Why Should You Make a Business out of Customer Privacy?
Thousands of businesses across the United States handle various kinds of consumer intelligence.
While it’s imperative that credit card numbers remain protected, it’ not uncommon for customers to disclose particularly sensitive details regarding their private lives during a call.
For example, individuals with potentially embarrassing medical problems want the comfort of knowing that the information they’re divulging to pharmaceutical representatives remains confidential.
Possessing the appropriate technology
Typically, customer service departments utilize live support software to help them better assess consumer concerns and questions. In addition, these programs enable employees to assist people trying to navigate websites.
Though there’s no disputing the usefulness of these systems, some outdated programs could be leveraged by cyber-criminals posing as representatives.
NBC News reported that consumers often use Google or Bing to search for tech support numbers that are difficult to find. However, hackers impersonating as the help lines of companies such as Netflix or AOL buy advertisements to put fraudulent pages at the top of search engine results.
After a consumer enters his or her username and password on a fake login page, they receive a phony notice telling them that their account is locked and direct them to call a special number to unfreeze it.
After victims give sham customer representatives the authority to remotely control the victim’s computer, the hackers can steal money from bank accounts and hold machines for ransom.
Make a business out of customer security
Aside from monetary assets, hackers employing the aforementioned technique can learn people’s Web search history, what they do for work and other information that may be stored on a network server or hard drive.
Where do legitimate customer support personnel come into play?

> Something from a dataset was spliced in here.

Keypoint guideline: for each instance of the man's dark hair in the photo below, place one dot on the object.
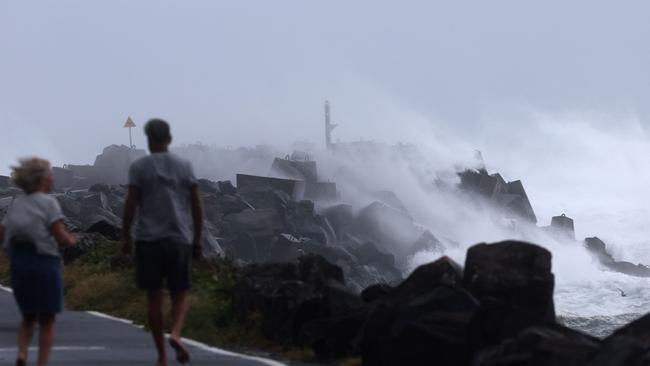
(157, 131)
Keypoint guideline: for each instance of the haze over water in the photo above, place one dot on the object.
(552, 93)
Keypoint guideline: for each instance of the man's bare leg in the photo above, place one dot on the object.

David Hoffman, a contributor to Harvard Business Review, claimed that investing in the protection of consumer intelligence can be viewed as a “business opportunity.”
“Consumers are now not only second-guessing the security of their personal information when they make routine trips, but are also extending this lack of trust to how they perceive the stores and brands they once preferred,” wrote Hoffman.
Essentially, people are considering privacy and protection to be an integral part of customer relationships. If enterprises don’t invest in live help technology capable of validating the legitimacy of representatives (and thus the integrity of their business operations), then people will search for safe, more assured options.